F. BASTIAT À P. J. PROUDHON.


La preuve de l’impossibilité dispense d’examiner la possibilité. — Protestation contre le fatalisme. — Vérités immuables. — Jugement sur les pérégrinations à travers les champs de l’histoire. — Apologues retournés contre leur auteur. — Lois des capitaux résumés en cinq propositions.


24 décembre 1849.

La gratuité du crédit est-elle possible ?

La gratuité du crédit est-elle impossible ?

Il est clair que, résoudre une de ces questions, c’est résoudre l’autre.

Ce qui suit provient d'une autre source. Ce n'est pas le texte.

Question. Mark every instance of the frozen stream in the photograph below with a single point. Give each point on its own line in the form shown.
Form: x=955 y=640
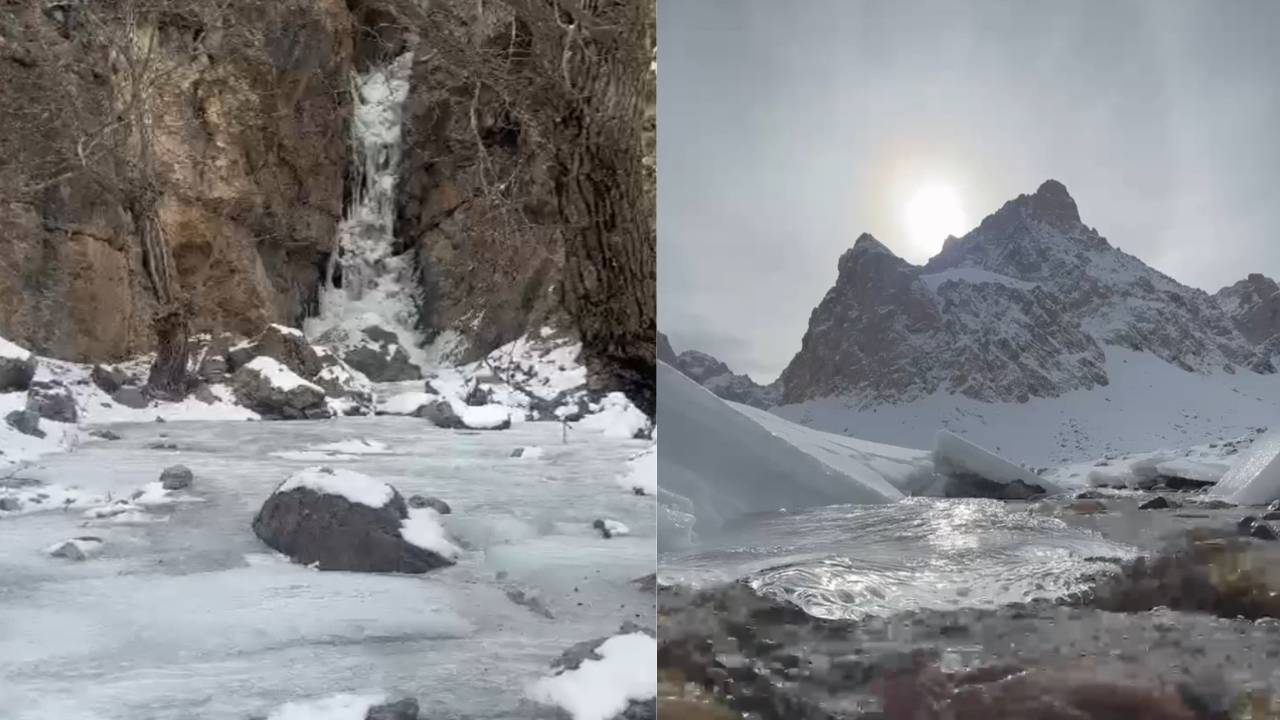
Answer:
x=193 y=616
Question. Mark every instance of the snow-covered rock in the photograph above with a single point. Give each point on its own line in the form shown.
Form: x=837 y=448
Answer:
x=53 y=401
x=265 y=386
x=604 y=679
x=17 y=367
x=1255 y=478
x=616 y=417
x=76 y=548
x=284 y=345
x=343 y=520
x=641 y=475
x=728 y=460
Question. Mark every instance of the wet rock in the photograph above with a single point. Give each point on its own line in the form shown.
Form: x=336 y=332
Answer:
x=383 y=360
x=17 y=373
x=429 y=501
x=26 y=422
x=1262 y=531
x=965 y=484
x=405 y=709
x=442 y=415
x=533 y=602
x=53 y=401
x=177 y=477
x=1184 y=484
x=334 y=533
x=109 y=378
x=77 y=548
x=131 y=397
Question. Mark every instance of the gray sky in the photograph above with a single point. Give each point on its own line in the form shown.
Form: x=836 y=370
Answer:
x=786 y=128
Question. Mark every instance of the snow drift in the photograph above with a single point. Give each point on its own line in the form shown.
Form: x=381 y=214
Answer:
x=728 y=460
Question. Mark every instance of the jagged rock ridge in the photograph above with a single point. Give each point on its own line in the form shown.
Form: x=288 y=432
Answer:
x=1022 y=306
x=717 y=377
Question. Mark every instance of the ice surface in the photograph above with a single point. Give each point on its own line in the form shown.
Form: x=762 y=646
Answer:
x=336 y=707
x=615 y=417
x=278 y=374
x=406 y=402
x=600 y=688
x=353 y=486
x=481 y=417
x=726 y=464
x=13 y=350
x=1148 y=404
x=952 y=454
x=356 y=446
x=1255 y=478
x=643 y=472
x=423 y=528
x=196 y=618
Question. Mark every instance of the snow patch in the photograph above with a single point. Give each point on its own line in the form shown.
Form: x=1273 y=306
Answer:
x=334 y=707
x=955 y=455
x=424 y=529
x=353 y=486
x=278 y=374
x=13 y=351
x=1255 y=478
x=599 y=689
x=615 y=417
x=641 y=472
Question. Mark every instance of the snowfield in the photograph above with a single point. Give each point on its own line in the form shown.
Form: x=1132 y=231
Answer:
x=1148 y=405
x=184 y=613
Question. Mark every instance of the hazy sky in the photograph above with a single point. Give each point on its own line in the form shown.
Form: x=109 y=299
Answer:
x=786 y=128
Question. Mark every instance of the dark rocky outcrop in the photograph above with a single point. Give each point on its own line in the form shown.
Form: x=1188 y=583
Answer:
x=177 y=477
x=256 y=391
x=1015 y=309
x=334 y=533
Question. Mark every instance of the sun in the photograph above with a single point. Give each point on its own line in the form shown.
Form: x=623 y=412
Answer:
x=932 y=213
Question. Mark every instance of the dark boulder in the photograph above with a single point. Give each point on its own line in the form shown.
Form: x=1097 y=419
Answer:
x=333 y=532
x=177 y=477
x=400 y=710
x=257 y=388
x=430 y=501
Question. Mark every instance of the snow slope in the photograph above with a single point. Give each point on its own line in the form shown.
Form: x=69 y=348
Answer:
x=1148 y=405
x=720 y=461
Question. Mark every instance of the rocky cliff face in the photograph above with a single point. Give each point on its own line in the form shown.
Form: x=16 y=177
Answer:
x=1253 y=306
x=173 y=142
x=156 y=150
x=717 y=377
x=1022 y=306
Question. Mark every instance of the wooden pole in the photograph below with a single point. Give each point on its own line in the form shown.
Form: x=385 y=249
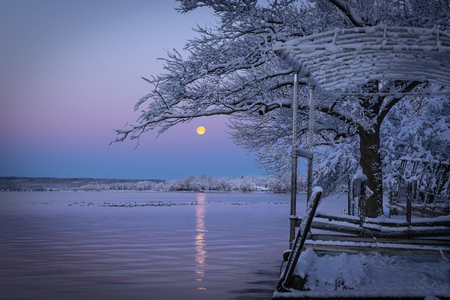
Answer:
x=294 y=163
x=311 y=140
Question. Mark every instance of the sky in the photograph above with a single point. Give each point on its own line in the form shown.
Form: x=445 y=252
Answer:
x=70 y=73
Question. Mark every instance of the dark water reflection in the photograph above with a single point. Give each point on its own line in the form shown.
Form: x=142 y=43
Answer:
x=202 y=246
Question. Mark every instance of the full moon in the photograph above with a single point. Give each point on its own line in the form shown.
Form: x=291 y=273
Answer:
x=201 y=130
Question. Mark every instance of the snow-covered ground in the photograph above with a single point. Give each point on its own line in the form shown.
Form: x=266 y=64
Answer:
x=372 y=274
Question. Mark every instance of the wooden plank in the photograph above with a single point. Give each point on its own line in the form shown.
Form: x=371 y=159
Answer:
x=385 y=249
x=381 y=231
x=388 y=223
x=354 y=238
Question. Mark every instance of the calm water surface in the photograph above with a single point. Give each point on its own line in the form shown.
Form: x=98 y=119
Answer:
x=136 y=245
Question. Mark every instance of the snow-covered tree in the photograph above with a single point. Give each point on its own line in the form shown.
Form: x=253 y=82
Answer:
x=232 y=70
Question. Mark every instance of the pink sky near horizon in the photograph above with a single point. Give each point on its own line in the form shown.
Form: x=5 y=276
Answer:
x=71 y=72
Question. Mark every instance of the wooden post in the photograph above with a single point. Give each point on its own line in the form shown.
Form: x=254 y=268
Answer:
x=294 y=163
x=286 y=277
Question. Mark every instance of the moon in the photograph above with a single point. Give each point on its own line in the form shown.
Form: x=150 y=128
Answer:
x=201 y=130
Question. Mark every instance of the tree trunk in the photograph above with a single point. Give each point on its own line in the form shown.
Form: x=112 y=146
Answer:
x=371 y=166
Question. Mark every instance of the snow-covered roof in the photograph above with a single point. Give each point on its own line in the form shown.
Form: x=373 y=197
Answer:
x=345 y=59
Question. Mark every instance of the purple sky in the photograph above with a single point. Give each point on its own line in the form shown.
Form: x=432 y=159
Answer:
x=70 y=72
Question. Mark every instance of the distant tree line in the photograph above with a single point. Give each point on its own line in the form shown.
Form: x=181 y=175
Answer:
x=205 y=183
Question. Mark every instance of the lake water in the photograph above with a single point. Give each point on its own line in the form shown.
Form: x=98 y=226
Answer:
x=137 y=245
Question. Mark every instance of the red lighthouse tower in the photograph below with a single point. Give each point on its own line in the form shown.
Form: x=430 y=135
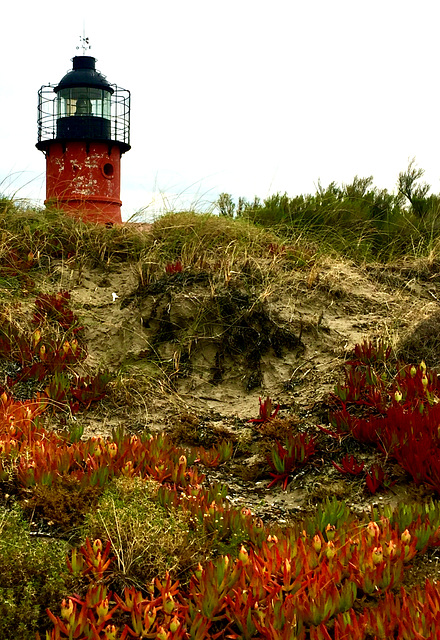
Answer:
x=83 y=130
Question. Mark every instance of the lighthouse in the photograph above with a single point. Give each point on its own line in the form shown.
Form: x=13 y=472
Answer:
x=83 y=130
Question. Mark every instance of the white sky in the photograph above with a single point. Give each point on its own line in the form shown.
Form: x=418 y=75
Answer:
x=248 y=97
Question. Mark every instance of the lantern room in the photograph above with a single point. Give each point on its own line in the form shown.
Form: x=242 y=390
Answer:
x=83 y=130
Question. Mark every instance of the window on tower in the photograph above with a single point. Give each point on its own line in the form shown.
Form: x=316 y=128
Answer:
x=83 y=101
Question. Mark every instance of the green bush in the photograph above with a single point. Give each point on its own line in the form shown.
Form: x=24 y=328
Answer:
x=33 y=576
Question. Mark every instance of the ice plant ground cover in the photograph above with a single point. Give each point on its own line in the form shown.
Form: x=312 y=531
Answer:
x=306 y=581
x=121 y=528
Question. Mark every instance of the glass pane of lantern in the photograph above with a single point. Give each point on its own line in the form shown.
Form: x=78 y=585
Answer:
x=66 y=105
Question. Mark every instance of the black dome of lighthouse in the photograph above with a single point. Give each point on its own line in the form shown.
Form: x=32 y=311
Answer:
x=84 y=74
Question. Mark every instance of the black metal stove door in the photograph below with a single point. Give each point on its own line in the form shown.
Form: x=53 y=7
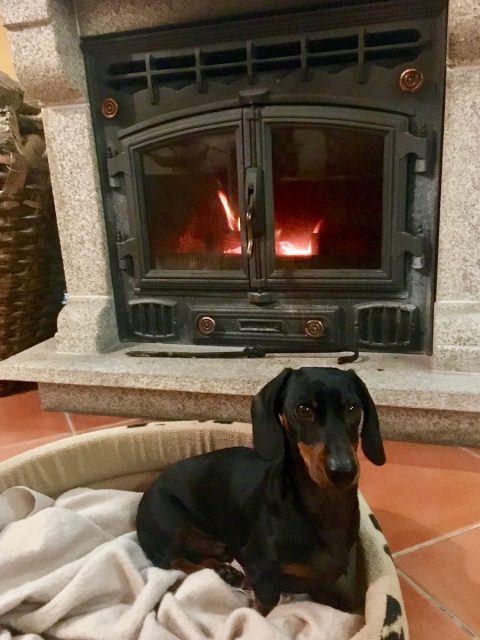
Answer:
x=187 y=201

Vous me reprochez de manquer à la charité parce que je maintiens le débat sur la seconde.

Voici mon motif :

Rechercher si la gratuité du crédit est possible, c’eût été me laisser entraîner à discuter la Banque du Peuple, l’impôt sur le capital, les ateliers nationaux, l’organisation du travail, en un mot, les mille moyens par lesquels chaque école prétend réaliser cette gratuité. Tandis que, pour s’assurer qu’elle est impossible, il suffisait d’analyser la nature intime du capital ; ce qui atteint mon but, et, à ce qu’il me semble, le vôtre.

On pose à Galilée cinquante arguments contre la rotation de la terre. Faut-il qu’il les réfute tous ? Non ; il prouve qu’elle tourne, et tout est dit : E pur si muove.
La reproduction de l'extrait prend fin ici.